Created 10-25-2017 01:24 AM
We have 2-node cluster(1 master 4 CPU,16 GB RAM + 1 data node 8 CPU,30 GB RAM) and the estimated amount of data being processed through HIVE tables are 100 GB. We are using Ambari Hive 2.0 view instance running in Master and the estimated number of support/analytics users are around 15-20. When we try to access the HIVE instance differently for each user (per session), all HIVE queries (using Tez) are processed via YARN default queue. However the expectation is to get the HIVE results in parallel for each session, but these Tez jobs are executed in sequence and the performance is major constraint here. We dont want to add more nodes as the data being processed is still in GBs and we wanted to improve the parallelism in HIVE query execution with the current hardware configuration. We have also applied tuning parameters related to HIVE such as et hive.cbo.enable=true; set hive.compute.query.using.stats=true; set hive.stats.fetch.column.stats=true; set hive.stats.fetch.partition.stats=true; along with converting the table into ORC format. Even then the performance of query response time and parallelism are not improved. Any help related to this,highly appreciated. Thanks!!!
Created 10-25-2017 07:32 AM
1 data node 8 CPU,30 GB RAM
Some assumptions : you have 8 container in your cluster .
1. Even if you have 2 Gb of DATA 8 conatiners will be consumed completely by the job.
2. If two parallel job runs together job will slow down significantly if preemption happens.
You should tune the Queue , but at least add one more node to achieve some significant advantage of parallelism.

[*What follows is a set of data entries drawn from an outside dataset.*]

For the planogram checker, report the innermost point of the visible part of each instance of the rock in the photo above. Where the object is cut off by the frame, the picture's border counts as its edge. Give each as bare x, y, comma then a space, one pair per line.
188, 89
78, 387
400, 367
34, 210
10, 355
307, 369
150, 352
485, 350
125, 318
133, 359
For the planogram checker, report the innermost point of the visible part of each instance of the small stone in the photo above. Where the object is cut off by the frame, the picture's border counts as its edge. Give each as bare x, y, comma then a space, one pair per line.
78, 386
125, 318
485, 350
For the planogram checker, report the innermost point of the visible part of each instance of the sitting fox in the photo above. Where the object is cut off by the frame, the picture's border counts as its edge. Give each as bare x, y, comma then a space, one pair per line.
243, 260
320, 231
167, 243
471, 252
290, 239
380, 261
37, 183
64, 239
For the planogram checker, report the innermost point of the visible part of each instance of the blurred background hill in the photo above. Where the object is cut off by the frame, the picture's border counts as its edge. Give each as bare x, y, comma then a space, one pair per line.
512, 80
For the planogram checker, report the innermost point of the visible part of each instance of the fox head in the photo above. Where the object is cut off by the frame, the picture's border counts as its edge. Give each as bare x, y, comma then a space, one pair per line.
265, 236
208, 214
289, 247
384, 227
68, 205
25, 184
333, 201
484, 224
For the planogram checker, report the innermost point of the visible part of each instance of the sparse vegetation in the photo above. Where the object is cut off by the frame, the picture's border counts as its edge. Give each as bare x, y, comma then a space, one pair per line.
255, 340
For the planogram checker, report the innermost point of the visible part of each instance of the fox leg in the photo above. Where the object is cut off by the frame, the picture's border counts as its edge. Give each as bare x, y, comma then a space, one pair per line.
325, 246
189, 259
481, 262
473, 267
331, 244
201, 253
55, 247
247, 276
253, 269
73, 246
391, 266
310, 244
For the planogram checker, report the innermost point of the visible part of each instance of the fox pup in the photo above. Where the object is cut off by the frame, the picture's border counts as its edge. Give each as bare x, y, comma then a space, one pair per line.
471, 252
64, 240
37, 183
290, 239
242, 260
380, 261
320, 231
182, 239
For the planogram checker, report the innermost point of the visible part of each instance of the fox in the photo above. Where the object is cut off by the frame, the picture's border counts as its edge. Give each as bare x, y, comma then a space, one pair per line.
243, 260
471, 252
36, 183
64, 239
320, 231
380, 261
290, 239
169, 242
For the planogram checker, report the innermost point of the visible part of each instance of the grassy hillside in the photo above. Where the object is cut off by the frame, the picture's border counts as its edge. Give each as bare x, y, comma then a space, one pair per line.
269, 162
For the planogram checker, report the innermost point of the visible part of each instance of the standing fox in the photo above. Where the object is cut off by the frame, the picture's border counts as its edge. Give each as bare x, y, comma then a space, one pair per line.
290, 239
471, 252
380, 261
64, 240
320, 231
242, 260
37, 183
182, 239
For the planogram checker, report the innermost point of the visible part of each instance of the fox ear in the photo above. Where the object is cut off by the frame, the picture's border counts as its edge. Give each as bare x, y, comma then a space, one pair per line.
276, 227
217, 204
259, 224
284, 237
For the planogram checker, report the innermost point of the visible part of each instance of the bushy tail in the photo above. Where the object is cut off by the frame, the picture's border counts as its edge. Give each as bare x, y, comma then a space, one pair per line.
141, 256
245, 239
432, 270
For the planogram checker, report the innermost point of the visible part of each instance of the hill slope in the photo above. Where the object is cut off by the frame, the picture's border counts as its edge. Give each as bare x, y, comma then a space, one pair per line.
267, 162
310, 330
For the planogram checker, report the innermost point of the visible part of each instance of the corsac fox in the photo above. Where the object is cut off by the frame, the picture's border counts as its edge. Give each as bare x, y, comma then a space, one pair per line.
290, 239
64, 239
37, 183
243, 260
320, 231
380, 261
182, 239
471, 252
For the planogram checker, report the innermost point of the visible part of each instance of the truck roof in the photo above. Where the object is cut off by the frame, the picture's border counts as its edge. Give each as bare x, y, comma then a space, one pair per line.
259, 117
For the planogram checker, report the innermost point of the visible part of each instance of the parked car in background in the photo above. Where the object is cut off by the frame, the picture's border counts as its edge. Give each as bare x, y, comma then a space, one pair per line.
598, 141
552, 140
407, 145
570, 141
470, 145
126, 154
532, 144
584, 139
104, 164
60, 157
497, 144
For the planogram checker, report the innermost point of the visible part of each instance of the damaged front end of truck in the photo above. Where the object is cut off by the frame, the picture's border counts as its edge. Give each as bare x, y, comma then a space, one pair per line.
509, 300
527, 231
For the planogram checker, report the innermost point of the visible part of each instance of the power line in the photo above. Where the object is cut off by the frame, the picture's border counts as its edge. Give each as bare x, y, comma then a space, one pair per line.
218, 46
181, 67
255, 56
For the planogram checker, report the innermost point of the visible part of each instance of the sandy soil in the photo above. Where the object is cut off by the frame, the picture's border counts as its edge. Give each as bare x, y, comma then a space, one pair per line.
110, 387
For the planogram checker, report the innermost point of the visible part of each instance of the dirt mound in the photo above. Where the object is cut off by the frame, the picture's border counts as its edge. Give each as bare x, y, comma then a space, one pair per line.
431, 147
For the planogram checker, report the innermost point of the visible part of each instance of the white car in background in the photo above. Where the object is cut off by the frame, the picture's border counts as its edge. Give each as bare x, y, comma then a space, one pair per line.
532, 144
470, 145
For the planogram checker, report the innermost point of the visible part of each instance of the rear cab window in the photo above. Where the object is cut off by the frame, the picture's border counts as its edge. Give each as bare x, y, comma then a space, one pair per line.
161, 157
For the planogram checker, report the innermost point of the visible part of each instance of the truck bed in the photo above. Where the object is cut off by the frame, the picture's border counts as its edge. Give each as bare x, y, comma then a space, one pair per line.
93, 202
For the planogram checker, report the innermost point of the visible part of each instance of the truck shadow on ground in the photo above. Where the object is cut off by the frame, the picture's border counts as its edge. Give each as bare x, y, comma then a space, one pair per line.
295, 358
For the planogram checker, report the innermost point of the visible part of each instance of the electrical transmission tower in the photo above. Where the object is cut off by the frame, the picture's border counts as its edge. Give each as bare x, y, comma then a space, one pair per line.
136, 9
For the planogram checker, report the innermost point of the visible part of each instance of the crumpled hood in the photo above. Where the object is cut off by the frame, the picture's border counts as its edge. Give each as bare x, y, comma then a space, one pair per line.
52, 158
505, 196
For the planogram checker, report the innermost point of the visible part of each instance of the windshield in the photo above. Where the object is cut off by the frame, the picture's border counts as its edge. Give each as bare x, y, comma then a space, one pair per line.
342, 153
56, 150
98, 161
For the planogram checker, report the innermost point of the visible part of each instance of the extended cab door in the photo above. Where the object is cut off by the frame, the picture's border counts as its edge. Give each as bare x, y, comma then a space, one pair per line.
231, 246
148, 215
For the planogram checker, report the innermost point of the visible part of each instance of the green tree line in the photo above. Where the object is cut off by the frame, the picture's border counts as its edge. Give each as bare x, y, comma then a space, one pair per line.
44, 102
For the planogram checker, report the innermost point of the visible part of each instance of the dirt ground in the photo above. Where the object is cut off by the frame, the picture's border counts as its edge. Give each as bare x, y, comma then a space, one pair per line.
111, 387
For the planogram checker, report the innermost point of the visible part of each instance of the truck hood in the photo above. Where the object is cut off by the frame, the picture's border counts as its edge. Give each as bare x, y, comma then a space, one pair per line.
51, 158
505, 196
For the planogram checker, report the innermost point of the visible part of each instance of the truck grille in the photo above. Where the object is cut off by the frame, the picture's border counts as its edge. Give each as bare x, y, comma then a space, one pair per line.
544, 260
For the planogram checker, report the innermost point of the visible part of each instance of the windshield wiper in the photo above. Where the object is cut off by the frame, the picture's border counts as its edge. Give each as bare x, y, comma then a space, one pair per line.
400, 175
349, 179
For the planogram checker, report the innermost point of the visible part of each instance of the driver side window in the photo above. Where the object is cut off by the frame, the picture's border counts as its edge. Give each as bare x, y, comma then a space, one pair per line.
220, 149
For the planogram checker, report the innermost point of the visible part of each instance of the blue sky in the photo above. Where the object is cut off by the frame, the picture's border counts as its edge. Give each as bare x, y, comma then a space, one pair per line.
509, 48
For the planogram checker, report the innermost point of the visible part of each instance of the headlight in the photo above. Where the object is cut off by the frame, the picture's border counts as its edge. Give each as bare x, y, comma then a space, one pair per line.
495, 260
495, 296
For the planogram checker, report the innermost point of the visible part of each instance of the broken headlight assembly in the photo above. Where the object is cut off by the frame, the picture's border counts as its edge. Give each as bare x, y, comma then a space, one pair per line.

Created 10-25-2017 07:32 AM
1 data node 8 CPU,30 GB RAM
Some assumptions : you have 8 container in your cluster .
1. Even if you have 2 Gb of DATA 8 conatiners will be consumed completely by the job.
2. If two parallel job runs together job will slow down significantly if preemption happens.
You should tune the Queue , but at least add one more node to achieve some significant advantage of parallelism.